On décide d'aller à l'IR. au niveau de l'affluence, rien à voir. On a trouvé une place en terrasse. On commande à nouveau des bières (pas de pression car trop difficile à gérer selon le boss avec qui on a tapé la discut à la fermeture). Le temps passe et on se dit tout de même qu'il est temps de rentrer.

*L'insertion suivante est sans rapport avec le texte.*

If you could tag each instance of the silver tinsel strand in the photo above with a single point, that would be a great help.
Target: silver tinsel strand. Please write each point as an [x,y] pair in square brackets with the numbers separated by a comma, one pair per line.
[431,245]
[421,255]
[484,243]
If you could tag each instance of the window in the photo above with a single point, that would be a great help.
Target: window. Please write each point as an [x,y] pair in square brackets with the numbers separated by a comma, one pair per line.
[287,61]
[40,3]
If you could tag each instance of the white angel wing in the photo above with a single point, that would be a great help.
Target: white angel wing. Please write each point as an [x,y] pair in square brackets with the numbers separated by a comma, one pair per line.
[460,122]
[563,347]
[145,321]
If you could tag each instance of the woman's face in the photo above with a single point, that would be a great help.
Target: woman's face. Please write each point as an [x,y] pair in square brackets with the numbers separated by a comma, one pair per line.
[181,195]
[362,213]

On savait qu'on avait des fortes chances de se faire arrêter pour un contrôle de police (papiers de la voiture, permis et compagnie). Ça n'aurait pas été la première fois ni la dernière. Et forcément, on se fait arrêter juste avant d'arriver à Ambohijatovo. Ils étaient 4. On sort la carte grise, le contrôle technique, l'assurance. ensuite, ils demandent les papiers de poulette (permis + passeport). Ils nous disent que le permis de poulette n'est pas valable car il faut un permis de conduire international. Là, on se dit, c'est quoi l'embrouille? Toutes les fois où on s'est fait arrêter à Ambanidia les flics nous ont jamais rien dit. On sort de la voiture, et là ils nous disent qu'on a bu (ce qui était le cas, on ne l'a pas nié.) et qu'on ne pouvait pas conduire. Depuis quand des tests d'alcoolémie se font à Tana?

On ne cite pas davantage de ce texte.